Readme
Depth Anything V3 — Metric Large
Estimate real-world depth in meters from a single image. Returns a 16-bit PNG depth map with metric scale metadata, ready for 3D reconstruction, parallax effects, robotics, or any application that needs actual distances (not just relative ordering).
Based on Depth Anything 3 (DA3METRIC-LARGE) by ByteDance. Apache 2.0 license.
Why this model?
| Feature | This model | Typical DA3 wrappers |
|---|---|---|
| Output precision | 16-bit PNG (65,535 levels) | 8-bit (256 levels) |
| Metric depth | Real distances in meters with decode formula | Relative depth only |
| Inference resolution | Up to 1120px (reduces ViT grid artifacts) | Default 504px (visible grid) |
| EXIF handling | Auto-normalizes orientation before inference | Often ignored (rotated outputs) |
| Raw float32 output | Optional NPZ with full-precision metric depth | Not available |
| Stable API contract | Versioned output schema (da3-metric/v1) |
Unversioned |
Quick start
Python
import replicate
output = replicate.run(
"wolfire/depth-anything-v3-metric-large",
input={"image": "https://example.com/photo.jpg"},
)
# Output includes metric metadata
print(f"Depth range: {output['depth_min_m']:.2f}m — {output['depth_max_m']:.2f}m")
print(f"Depth map URL: {output['depth_png']}")
JavaScript
import Replicate from "replicate";
const replicate = new Replicate();
const output = await replicate.run("wolfire/depth-anything-v3-metric-large", {
input: { image: "https://example.com/photo.jpg" },
});
console.log(`Depth range: ${output.depth_min_m}m — ${output.depth_max_m}m`);
console.log(`Depth map: ${output.depth_png}`);
cURL
curl -sS -X POST "https://api.replicate.com/v1/models/wolfire/depth-anything-v3-metric-large/predictions" \
-H "Authorization: Bearer $REPLICATE_API_TOKEN" \
-H "Content-Type: application/json" \
-d '{"input": {"image": "https://example.com/photo.jpg"}}'
Decoding the 16-bit depth map
The output depth_png is a 16-bit grayscale PNG. Convert pixel values back to meters using the scale_m_per_unit and offset_m fields from the output:
import numpy as np
from PIL import Image
arr = np.array(Image.open("depth.png"), dtype=np.uint16)
depth_meters = arr.astype(np.float32) * output["scale_m_per_unit"] + output["offset_m"]
The depth_min_m and depth_max_m fields give the 1st/99th percentile depth range used for encoding, so you know the effective metric bounds without decoding.
Inputs
| Parameter | Type | Default | Description |
|---|---|---|---|
image |
file/URL | (required) | Input image |
focal_length_px |
float | 0 |
Focal length in pixels. 0 = auto-estimate using 60-degree HFOV heuristic |
max_process_res |
int | 0 |
Cap inference resolution (0 = server default of 1120px).

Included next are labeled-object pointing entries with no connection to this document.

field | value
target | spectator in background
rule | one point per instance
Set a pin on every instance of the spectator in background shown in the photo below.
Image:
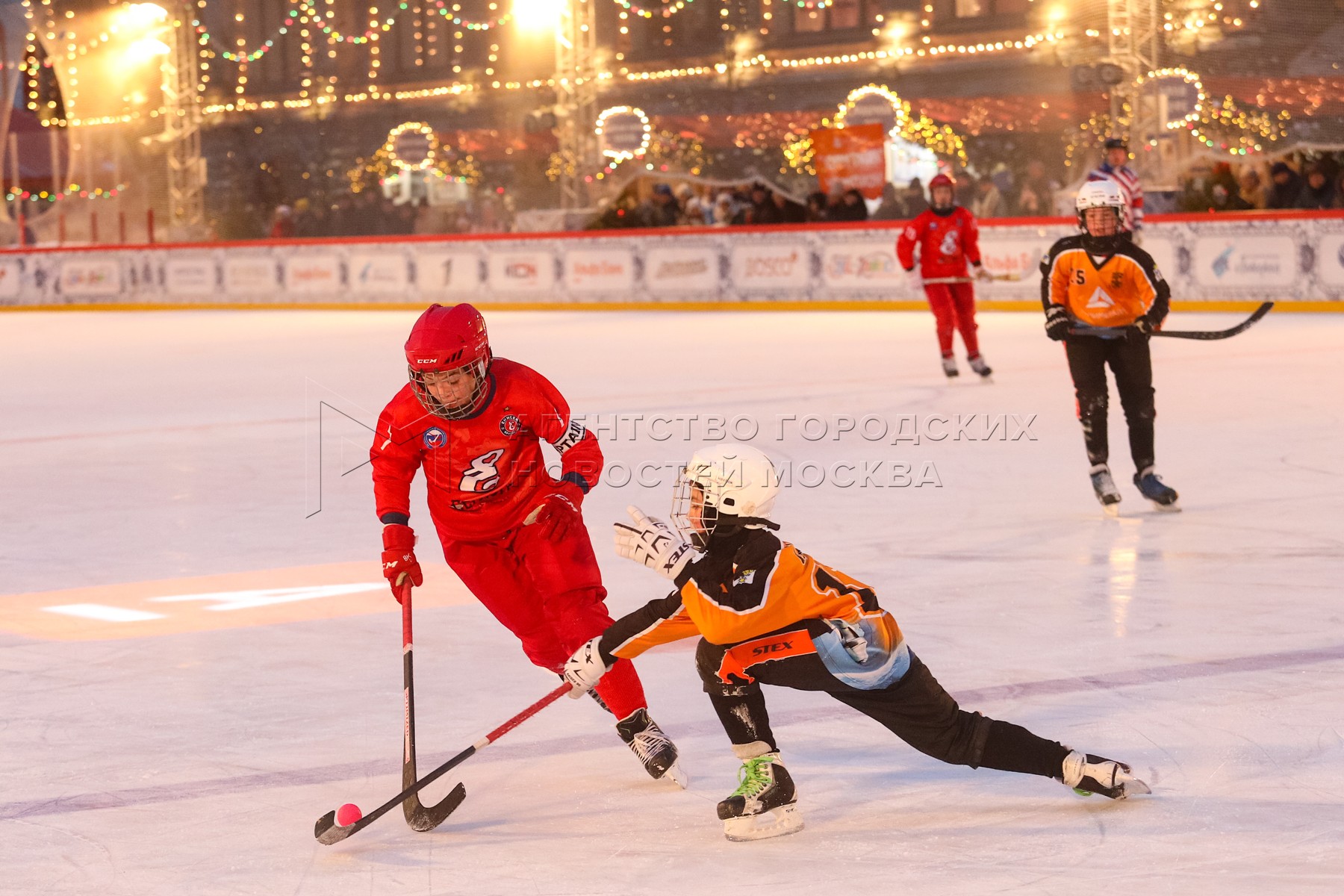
(1317, 193)
(1115, 168)
(1223, 193)
(892, 206)
(1251, 190)
(816, 210)
(851, 207)
(660, 210)
(1287, 187)
(791, 213)
(988, 202)
(694, 211)
(282, 226)
(1028, 203)
(1042, 188)
(761, 210)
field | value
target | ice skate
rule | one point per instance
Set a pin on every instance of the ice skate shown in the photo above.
(597, 699)
(765, 802)
(652, 747)
(1089, 774)
(1163, 496)
(1105, 489)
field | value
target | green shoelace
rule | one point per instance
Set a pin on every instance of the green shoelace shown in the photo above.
(752, 777)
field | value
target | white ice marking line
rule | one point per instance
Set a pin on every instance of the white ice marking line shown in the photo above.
(104, 613)
(269, 597)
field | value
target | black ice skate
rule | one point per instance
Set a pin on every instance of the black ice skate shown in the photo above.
(653, 748)
(765, 802)
(1105, 489)
(1163, 496)
(1089, 774)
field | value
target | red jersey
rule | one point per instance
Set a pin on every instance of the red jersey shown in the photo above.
(947, 242)
(484, 473)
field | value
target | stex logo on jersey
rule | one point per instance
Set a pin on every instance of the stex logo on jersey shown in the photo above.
(1101, 300)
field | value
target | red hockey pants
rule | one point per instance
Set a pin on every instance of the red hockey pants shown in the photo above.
(954, 308)
(550, 595)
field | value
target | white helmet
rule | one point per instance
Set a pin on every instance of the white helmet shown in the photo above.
(726, 484)
(1101, 193)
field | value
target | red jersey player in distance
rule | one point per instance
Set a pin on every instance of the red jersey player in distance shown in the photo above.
(515, 536)
(948, 238)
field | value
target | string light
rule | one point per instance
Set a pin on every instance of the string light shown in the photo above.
(624, 155)
(430, 143)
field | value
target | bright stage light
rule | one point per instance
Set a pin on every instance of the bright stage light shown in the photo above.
(143, 15)
(538, 15)
(147, 49)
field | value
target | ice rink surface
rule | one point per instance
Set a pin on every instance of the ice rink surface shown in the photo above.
(187, 744)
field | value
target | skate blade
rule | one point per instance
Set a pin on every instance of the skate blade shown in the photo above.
(777, 822)
(676, 775)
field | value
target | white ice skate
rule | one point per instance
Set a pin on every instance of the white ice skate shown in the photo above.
(1089, 774)
(653, 748)
(1105, 489)
(765, 802)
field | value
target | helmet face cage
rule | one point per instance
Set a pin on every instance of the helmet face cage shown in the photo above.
(692, 514)
(479, 368)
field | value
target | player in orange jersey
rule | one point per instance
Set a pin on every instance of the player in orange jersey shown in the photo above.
(772, 615)
(1102, 280)
(515, 536)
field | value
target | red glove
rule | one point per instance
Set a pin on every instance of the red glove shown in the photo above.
(557, 512)
(399, 561)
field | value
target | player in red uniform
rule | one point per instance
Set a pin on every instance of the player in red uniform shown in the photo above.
(948, 238)
(512, 534)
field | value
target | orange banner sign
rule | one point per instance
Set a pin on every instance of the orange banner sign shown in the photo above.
(851, 158)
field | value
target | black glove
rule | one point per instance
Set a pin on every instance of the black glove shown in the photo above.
(1057, 323)
(1148, 324)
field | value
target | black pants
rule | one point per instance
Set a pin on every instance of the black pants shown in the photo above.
(915, 709)
(1132, 364)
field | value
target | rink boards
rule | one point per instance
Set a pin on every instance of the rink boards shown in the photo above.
(1295, 258)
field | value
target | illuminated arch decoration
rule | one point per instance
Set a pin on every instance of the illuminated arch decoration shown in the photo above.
(1221, 125)
(624, 155)
(1189, 78)
(917, 129)
(414, 128)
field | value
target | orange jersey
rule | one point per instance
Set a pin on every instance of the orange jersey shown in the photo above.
(1116, 292)
(753, 586)
(484, 473)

Higher = sharper depth but more VRAM |
return_raw_depth |
bool | false |
Include depth_npz with float32 metric depth (no quantization loss) |
include_base64 |
bool | true |
Include depth_png_base64 for inline transport (no extra download) |
Outputs
| Field | Description |
|---|---|
depth_png |
16-bit grayscale PNG depth map (hosted URL) |
image |
Alias of depth_png (for Replicate UI preview cards) |
depth_npz |
Float32 metric depth in NPZ format (when return_raw_depth=true) |
depth_png_base64 |
Base64-encoded 16-bit PNG (when include_base64=true) |
depth_min_m |
Near depth bound in meters (1st percentile) |
depth_max_m |
Far depth bound in meters (99th percentile) |
scale_m_per_unit |
Multiply u16 pixel value by this to get meters |
offset_m |
Add this after scaling to get meters |
focal_length_used |
Focal length used for metric conversion (pixels) |
process_res_used |
Actual inference resolution used |
contract_version |
Output schema version (da3-metric/v1) |
model_name |
DA3METRIC-LARGE |
model_ref |
HuggingFace model reference |
model_commit |
Pinned DA3 source commit for reproducibility |
Use cases
- 3D photo effects / parallax — generate depth-based parallax from a single photo
- Robotics & SLAM — metric depth for obstacle avoidance and mapping
- AR/VR content — depth-aware compositing and occlusion
- Visual effects — depth-of-field, fog, and atmospheric perspective
- Point cloud generation — combine with camera intrinsics for 3D reconstruction
License
Apache 2.0 — the underlying DA3 model and this wrapper are both Apache-licensed.
Citation
@article{depth_anything_3,
title={Depth Anything 3: Recovering the Visual Space from Any Views},
author={Lin, Haotong and Chen, Yilun and Liew, Jun Hao and Luo, Jiashi and others},
journal={arXiv preprint arXiv:2511.10647},
year={2025}
}